O'Grady feels your pain.
"Frank Pellico is part of the DNA of this building," said O'Grady, an admitted sports junkie from Chicago who spent 13 years working in creative services for the NBA. "The organ is such an important ingredient to make our building sound a lot different from any other professional stadium. Frank's style, it sounds like a rink.
"Our goal is to make sure we listen to the fans. I'm on the message boards all the time. I played hockey. so you kind of feel what the players are going to like. We try to freshen it up every game."
It makes for a much louder, more vibrant atmosphere in a building that just a few years ago was lucky to hold 7,000 fans on a nightly basis. Now it's a sellout every night and things couldn't be more different.
"I don't think many people have a problem with it," said Paul Wiltberger, a season-ticket holder for 19 years. "The noise level is really up there now. I mean, there's so much more excitement here than there was the last few years."
And if there isn't, O'Grady is on the case.

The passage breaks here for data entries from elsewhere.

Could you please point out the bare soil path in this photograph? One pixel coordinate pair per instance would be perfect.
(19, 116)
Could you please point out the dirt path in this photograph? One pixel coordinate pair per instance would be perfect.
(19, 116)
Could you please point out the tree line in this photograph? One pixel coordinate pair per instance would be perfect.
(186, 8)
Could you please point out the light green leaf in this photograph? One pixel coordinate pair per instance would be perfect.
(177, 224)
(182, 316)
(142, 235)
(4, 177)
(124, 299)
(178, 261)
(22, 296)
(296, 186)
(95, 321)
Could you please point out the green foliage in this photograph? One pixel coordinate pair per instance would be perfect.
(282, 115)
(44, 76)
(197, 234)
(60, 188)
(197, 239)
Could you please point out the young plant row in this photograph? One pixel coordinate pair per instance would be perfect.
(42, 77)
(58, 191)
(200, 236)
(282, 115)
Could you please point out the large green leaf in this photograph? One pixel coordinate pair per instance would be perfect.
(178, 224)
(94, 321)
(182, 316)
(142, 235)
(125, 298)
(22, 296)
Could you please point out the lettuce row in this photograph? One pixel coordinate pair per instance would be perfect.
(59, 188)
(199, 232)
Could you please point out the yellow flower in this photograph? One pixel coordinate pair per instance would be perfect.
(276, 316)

"If I can feel we're a little flat, I'll say let's knock off the sponsor reads for a while and let's start playing louder music - more hard-core music - because I can feel like we've lost the crowd," he said. "You've got 22,000 people in here who love this team and love this sport. You have an obligation to try to try to keep them buzzing."
A new frontier
With the Blackhawks in the playoffs for the first time in years, the adjustments for O'Grady and Co. will only continue.
"I think you'll see less sponsor reads and more effort in every little detail," he said. "My goal is to pull back because this place - you won't need to do a lot once the playoffs start. It'll be less is more. Let these guys own the place."
And here's some music to old-school fans' ears:
"It'll be like the old days in the Chicago Stadium."